Les sièges de Potidée et de Syracuse ne sont pas vraiment comparables. A Potidée, les Athéniens sont maîtres du plat pays qui fait partie de leur « empire », et qui plus est bénéficient d’un corps de cavalerie fourni par les opposants de Perdiccas, à savoir Philippos et Pausanias, qui fournissent pas moins de 600 cavaliers pour un corps expéditionnaire de 3000 hoplites. La proportion est plus que notable, aucune cavalerie athénienne n’est nécessaire.
En Sicile, c’est le phénomène inverse, les Athéniens sont isolés au milieu d’un territoire hostile contrôlé par la cavalerie abondante de l’ennemi, et le siège n’est qu’un échappatoire pour tenter de renverser la vapeur. Nicias avait prévu le coup, mais son conseil ne fut suivit qu’avec un an de retard… trop tard…
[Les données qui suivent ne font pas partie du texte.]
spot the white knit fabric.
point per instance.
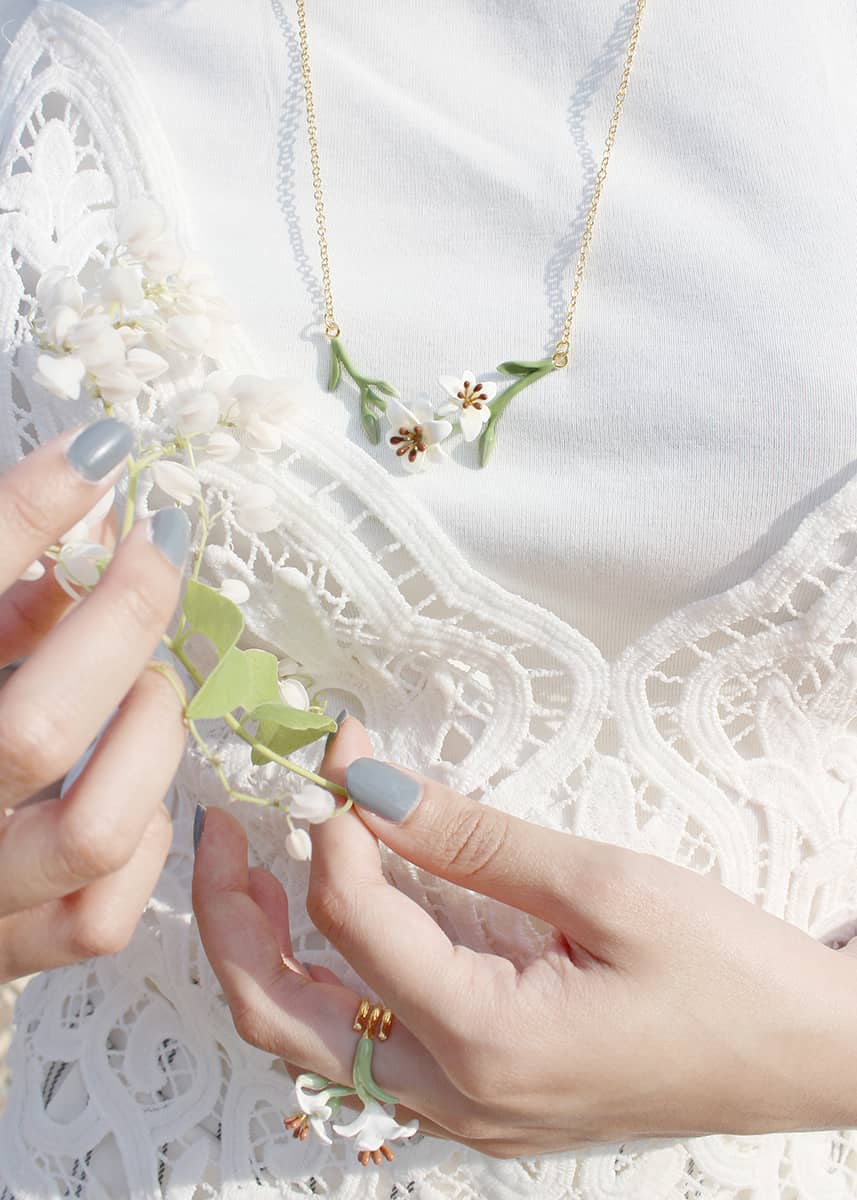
(709, 407)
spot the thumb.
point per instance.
(558, 877)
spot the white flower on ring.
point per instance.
(415, 435)
(469, 401)
(175, 480)
(77, 565)
(252, 509)
(375, 1127)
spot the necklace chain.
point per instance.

Une dernière parenthèse sur la cavalerie macédonienne, pour illustrer mes propos précédents : Thu. II.100 : «
Les Macédoniens ne songèrent pas à opposer à l'ennemi de l'infanterie. Mais à leurs alliés de l'intérieur qui pouvaient leur en fournir ils demandèrent de la cavalerie ; et, malgré leur infériorité numérique, ils attaquaient à l'improviste le camp des Thraces. Là où ils fonçaient, nul ne pouvait soutenir le choc de ces cavaliers hardis et cuirassés. Mais, cernés par la foule des ennemis bien supérieurs en nombre, ils se trouvaient dans une situation critique. Finalement ils renoncèrent à leurs attaques, à cause de la disproportion de leurs forces. ». Les forces de Sitalcès qu’affronte Perdiccas sont estimés par Thucydide à 150 000 hommes dont un tiers de cavalerie. Peu importe le chiffre réel, c’est la supériorité tactique de la cavalerie macédonienne sur ses voisins que je veux mettre en relief, dès 429.